Press release of 13 February 2002 Contacts:
Simon McMillan: Scottish Power Press Office, tel: 0141 566 4875
Viv Rees: CIOT Press Office, tel: 020 7235 9381; mobile 07900 220 887
The Chartered Institute of Taxation, CIOT, Deputy President Heather Self has been appointed Group Tax Director of Scottish Power plc, one of the largest companies in Scotland with major utility operations in both the US and UK. Focusing on strategic issues on both sides of the Atlantic, Heather will have key responsibilities for co-ordinating group taxation across UK and US. She will also be responsible for managing the tax implications of a number of major projects that Scottish Power is currently undertaking.
Heather will be chairing the World Tax Conference hosted by CIOT in Westminster 22 –24 May 2002, organised by World Tax Conference 2002, where leading experts from across the world will be speaking on international tax developments and practice and its implications for international tax advisers and business.
NOTE FOR EDITORS:
The Chartered Institute of Taxation (CIOT) is the leading professional body in the United Kingdom concerned solely with taxation. The CIOT deals with all aspects of direct and indirect taxation. Its primary purpose is to promote education in and the study of the administration and practice of taxation. One of its key aims is to achieve a better, more efficient, tax system for all affected by it - taxpayers, advisers and the authorities. The CIOT’s comments and recommendations on tax issues are made solely in order to achieve its aims: it is entirely apolitical in its work. The 12,000 members of the CIOT have the practising title of “Chartered Tax Adviser.
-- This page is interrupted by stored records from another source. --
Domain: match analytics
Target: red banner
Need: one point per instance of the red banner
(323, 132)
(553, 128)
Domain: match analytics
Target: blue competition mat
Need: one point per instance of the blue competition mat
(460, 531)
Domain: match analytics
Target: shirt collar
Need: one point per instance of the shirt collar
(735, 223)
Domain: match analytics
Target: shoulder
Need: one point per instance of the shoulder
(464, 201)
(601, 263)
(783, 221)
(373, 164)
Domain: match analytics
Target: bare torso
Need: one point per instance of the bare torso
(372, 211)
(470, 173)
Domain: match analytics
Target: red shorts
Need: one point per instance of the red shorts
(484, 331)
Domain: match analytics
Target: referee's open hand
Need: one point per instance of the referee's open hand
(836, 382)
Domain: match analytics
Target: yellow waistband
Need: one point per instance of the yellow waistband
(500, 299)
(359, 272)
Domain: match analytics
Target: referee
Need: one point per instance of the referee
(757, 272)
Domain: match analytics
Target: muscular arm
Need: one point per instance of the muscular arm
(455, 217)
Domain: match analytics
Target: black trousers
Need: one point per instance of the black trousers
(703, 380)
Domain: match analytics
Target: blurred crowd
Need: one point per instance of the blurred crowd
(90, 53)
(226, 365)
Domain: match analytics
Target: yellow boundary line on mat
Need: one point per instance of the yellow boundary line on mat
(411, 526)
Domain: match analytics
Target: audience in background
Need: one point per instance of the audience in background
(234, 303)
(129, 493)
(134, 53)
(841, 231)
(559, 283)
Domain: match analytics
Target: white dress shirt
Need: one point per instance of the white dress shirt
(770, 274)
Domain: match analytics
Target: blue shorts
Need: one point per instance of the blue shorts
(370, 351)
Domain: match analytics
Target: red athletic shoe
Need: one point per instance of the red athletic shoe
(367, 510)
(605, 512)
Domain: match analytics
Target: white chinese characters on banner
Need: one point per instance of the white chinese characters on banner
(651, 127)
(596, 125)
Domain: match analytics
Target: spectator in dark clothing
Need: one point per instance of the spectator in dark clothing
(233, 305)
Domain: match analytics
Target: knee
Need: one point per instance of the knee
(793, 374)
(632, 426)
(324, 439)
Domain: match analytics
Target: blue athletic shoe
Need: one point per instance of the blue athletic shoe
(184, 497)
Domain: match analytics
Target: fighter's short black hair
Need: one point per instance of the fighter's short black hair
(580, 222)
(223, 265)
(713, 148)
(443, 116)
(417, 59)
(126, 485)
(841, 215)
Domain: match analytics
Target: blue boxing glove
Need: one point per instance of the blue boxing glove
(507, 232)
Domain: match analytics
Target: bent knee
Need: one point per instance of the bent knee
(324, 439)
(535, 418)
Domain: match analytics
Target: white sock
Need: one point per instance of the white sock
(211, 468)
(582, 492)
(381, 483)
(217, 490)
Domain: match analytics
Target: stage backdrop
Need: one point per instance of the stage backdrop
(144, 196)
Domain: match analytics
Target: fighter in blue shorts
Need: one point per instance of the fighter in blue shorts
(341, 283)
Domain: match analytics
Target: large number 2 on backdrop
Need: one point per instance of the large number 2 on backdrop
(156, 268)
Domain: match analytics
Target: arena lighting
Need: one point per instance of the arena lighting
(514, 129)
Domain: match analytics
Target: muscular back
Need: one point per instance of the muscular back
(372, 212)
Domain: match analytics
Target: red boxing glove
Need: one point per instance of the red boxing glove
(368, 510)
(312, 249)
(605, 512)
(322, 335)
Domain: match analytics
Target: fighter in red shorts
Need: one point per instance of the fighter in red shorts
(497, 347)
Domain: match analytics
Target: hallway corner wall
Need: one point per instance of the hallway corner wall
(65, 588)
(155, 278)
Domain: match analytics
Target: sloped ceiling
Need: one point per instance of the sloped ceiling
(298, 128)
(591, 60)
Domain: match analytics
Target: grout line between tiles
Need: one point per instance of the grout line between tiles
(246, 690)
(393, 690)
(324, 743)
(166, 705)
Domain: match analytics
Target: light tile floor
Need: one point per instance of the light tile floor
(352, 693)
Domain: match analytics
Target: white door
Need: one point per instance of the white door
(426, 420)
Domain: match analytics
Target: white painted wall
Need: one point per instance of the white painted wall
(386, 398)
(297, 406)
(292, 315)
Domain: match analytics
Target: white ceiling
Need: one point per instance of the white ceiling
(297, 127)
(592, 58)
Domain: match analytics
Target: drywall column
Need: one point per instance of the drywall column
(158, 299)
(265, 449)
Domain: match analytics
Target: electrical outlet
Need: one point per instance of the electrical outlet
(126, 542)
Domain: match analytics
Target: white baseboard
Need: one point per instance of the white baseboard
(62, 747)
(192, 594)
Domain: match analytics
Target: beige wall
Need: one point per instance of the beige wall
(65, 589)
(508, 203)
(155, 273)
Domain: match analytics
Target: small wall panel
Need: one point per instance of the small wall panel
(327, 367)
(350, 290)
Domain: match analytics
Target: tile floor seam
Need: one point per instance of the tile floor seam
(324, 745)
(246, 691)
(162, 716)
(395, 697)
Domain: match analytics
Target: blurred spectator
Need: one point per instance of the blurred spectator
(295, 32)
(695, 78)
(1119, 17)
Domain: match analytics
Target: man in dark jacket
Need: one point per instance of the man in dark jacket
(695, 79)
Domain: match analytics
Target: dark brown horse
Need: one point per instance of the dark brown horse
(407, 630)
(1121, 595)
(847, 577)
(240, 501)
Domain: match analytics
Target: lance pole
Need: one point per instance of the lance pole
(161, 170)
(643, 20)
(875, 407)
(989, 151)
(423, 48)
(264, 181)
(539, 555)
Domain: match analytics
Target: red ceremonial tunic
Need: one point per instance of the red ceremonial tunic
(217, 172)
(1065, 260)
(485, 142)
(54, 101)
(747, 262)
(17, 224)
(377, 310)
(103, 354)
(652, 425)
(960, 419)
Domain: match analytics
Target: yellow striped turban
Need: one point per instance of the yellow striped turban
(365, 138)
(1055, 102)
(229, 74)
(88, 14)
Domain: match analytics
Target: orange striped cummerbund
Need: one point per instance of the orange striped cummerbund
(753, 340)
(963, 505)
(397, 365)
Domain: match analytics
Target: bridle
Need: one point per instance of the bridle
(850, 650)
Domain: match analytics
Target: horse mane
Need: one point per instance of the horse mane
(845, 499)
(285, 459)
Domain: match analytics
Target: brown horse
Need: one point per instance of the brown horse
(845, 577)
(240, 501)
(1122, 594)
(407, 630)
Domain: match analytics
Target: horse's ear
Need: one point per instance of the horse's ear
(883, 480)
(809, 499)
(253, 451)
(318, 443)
The Institute was established in 1930 and received its Royal Charter in 1994. It is a United Kingdom member of the Confédération Fiscale Européenne (CFE), the umbrella body for 150,000 tax advisers in Europe. As part of its charitable activities, the CIOT also sponsors the Low Incomes Tax Reform Group which works to improve and simplify the tax system so as to make it more responsive to the needs of those who cannot afford to pay for tax advice.